After breakfast we went out to see the city. First we walked by the river & looked at the bridge of boats: then, going through a very narrow, winding quaint street, we came to St Martin's Church, which was shown us by the sacristan. It is a Romanesque building full of mosaics & frescoes. Then we visited the Rathouse, of which the Renaissance front, & the 14th century Hansa Hall, were the objects best worth seeing. After this we went to the Cathedral. We saw the treasures of medieval art, & the [321] strange assortment of relics. We were interested by the quaint carving of the choir–stalls. There is much bad modern glass in the nave. From the cathedral we went to St Andrew's, another Romanesque church, with a fine late–Gothic chancel in which more relics were displayed. We wound up the morning's performance by seeing S. Ursula's, which is full of the holy maidens' skulls. 700 are exhibited in the "Golden Room", & as many as 1700 are said to be stacked in the Church itself! The Church itself is of the 11th century, with a graceful Gothic chancel added later. We returned to the Hotel: on the way we noticed outside the office of the Kölnische Zeitung the announcement that Stolypin had been wounded by an Anarchist.
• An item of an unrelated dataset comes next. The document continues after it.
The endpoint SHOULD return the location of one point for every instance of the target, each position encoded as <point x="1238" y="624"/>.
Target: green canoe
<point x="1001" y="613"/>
Almost side by side in the Cathedral Treasury are exhibited a reliquary worth 2,000,000 marks all sparkling with gold & precious stones, and a small porringer of earthenware which belonged to S. Francis!

After lunch we hired a carriage & drove to the Zoo. There is a fair collection of animals, admirably arranged and exhibited. Here we saw the long–eared Syrian sheep, and some grotesque Swine from China. We had tea at the 'Restauration', and afterwards hired another carriage, & were driven round the town. Its fine buildings & flourishing aspect impressed us. Before finally returning to the Hotel we went again into the Cathedral, & saw it in the gathering gloom of evening. Then to dinner, & to bed.